Roster of experts available for interviews with journalists
The Somali Media for Environment, Science, Health and Agriculture (SOMESHA) concerns the current Food security crisis exist across Somalia though the humanitarian situation remains fragile and gains could reverse without continued humanitarian assistance. The production and export of charcoal represent a colossal loss of the country’s forests.
The environment in Somalia has already been severely degraded due to conflict and unsustainable use of natural resources. The ecosystems and livelihoods of the people have been heavily impacted due to floods, famine, droughts, and climate change. Moreover, water depletion is a permanent crisis in many areas. Illegal harvesting of marine resources by foreign vessels and wildlife exploitation are of major concern.
The Office for Coordination of Humanitarian Affairs (OCHA) reported that an additional 1.7 million people who emerged from crisis in the past year are in a stressed food security situation and at risk of falling back into crisis without continued support to meet basic needs and enhance their livelihoods. Most parts of Somalia are classified as stressed or of phase two of food in security, which means that at least one in five households can meet minimum food needs, but are unable to cover some essential non-food needs and have reduced ability to invest in livelihoods. Although, the United Nations declared a famine in the most regions of southern Somalia on July 20, 2012.
A tear humanitarian crisis that has been deteriorating for months into the spotlight. There are many causes exacerbating the impact of this famine: endemic poverty, decades of violence, the lack of a viable governance structure, and poor land use practices. While responses should take these elements into account, they must also consider another factor to ensure Somalia's long-term food security: the potential of climate change to exacerbate existing problems and aggravate future crises. Climate change is notoriously unpredictable, and the extent to which it can be blamed for Somalia's current woes is uncertain. Internal violence has wreaked havoc on the livelihoods of Somalis by making land ownership tenuous, cutting off access to markets, and causing the country's feeble infrastructure to fall into disrepair.

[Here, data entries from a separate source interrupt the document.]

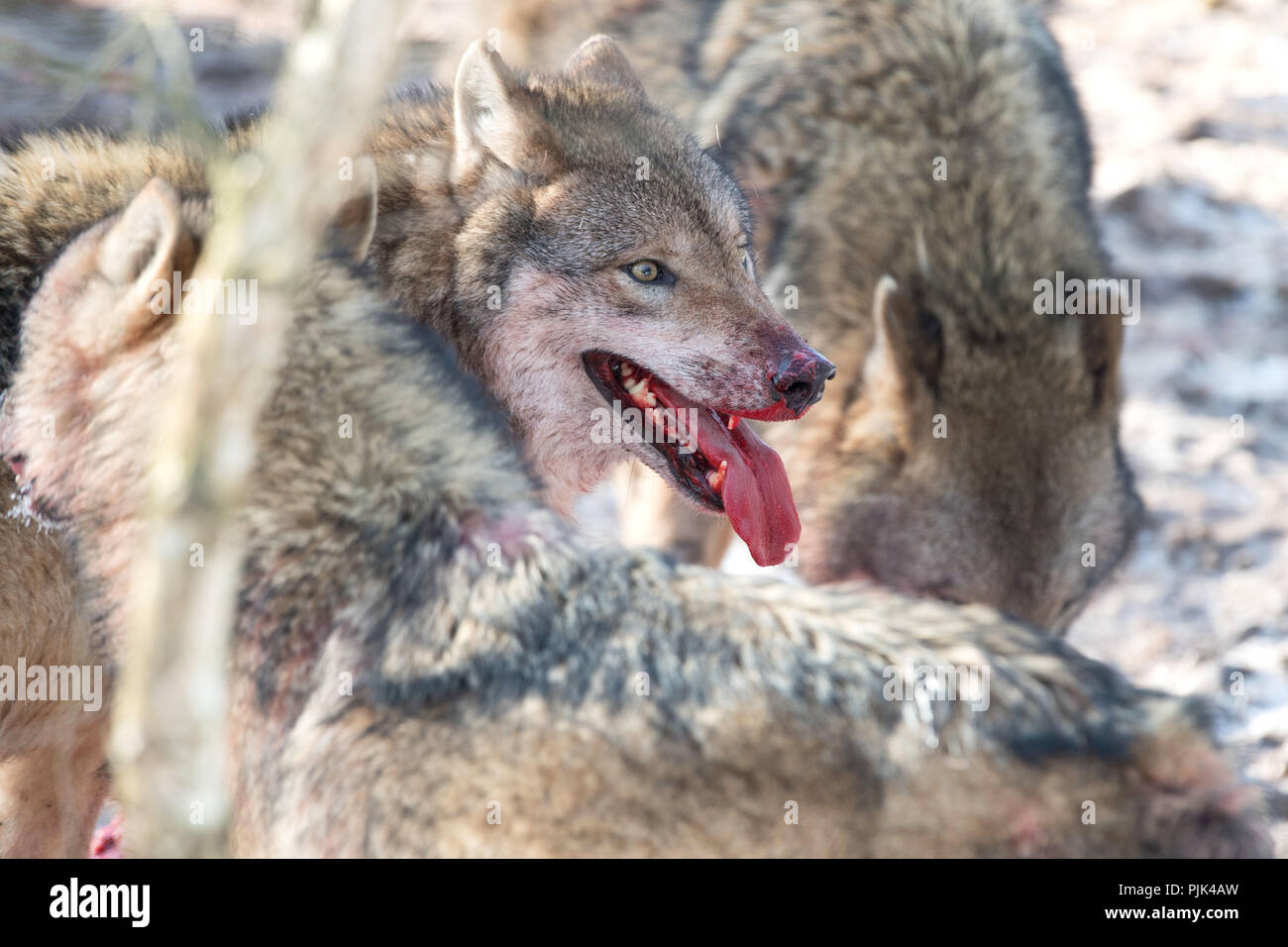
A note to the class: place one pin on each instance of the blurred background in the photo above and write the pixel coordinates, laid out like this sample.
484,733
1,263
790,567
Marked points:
1188,103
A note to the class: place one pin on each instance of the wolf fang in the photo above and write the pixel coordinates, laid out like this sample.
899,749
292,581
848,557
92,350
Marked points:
635,425
73,900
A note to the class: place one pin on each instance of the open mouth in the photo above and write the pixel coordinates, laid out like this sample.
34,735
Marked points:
713,459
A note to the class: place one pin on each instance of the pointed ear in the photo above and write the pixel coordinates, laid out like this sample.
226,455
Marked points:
493,120
143,249
600,59
355,222
907,343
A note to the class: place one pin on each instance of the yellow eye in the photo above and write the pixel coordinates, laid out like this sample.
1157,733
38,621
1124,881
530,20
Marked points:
644,270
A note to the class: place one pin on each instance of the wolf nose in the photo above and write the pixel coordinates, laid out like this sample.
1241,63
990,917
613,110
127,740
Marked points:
800,379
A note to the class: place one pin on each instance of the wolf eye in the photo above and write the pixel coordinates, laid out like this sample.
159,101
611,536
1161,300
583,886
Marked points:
647,270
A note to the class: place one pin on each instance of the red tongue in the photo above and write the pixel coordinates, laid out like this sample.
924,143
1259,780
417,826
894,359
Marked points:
756,493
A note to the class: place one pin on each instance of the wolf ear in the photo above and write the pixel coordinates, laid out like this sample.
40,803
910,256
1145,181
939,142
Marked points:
355,222
907,344
145,248
493,120
601,60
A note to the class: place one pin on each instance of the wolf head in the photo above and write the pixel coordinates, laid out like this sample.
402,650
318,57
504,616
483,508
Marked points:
943,479
73,425
605,291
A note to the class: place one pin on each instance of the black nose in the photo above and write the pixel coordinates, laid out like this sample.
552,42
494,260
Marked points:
800,379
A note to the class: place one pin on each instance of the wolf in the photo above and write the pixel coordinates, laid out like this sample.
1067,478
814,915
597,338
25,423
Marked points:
917,167
584,256
426,661
52,776
515,218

An increase in population growth by 3.2 percent each year also has placed additional strain on land, leading to more conflict and environmental degradation in a society heavily dependent on natural resources. In order to ensure Somalia's future food security, a shift must take place to acknowledge the impact that climate change will have on agriculture and livestock.
The exact impact that climate change will have is uncertain given the available information. There is no adequate awareness growing among Somalis themselves about climate change and communities across the country have noticed marked changes in temperature and rainfalls, although most attribute it to divine retribution for the failings of humankind. It seems likely that the leaders of Somalia do not have the scientific background needed to appreciate the seriousness and nature of climate change as it bears on the future of Somalia.
Education and training programs can broaden this awareness and give Somalis the tools to adapt to the consequences of climate change although Somalia lacks the institutions and government structure needed to protect its population against increased food insecurity.
UN agencies such as WFP, UNDP, IOM, FSNAU, UNHCR and FAO have stepped in to fill the vacuum, but their operations have been limited and they did nothing sufficient action towards social transformation and climate change awareness. Even though, they did not trained any single journalist across Somalia on climate change coverage and knowledge in general.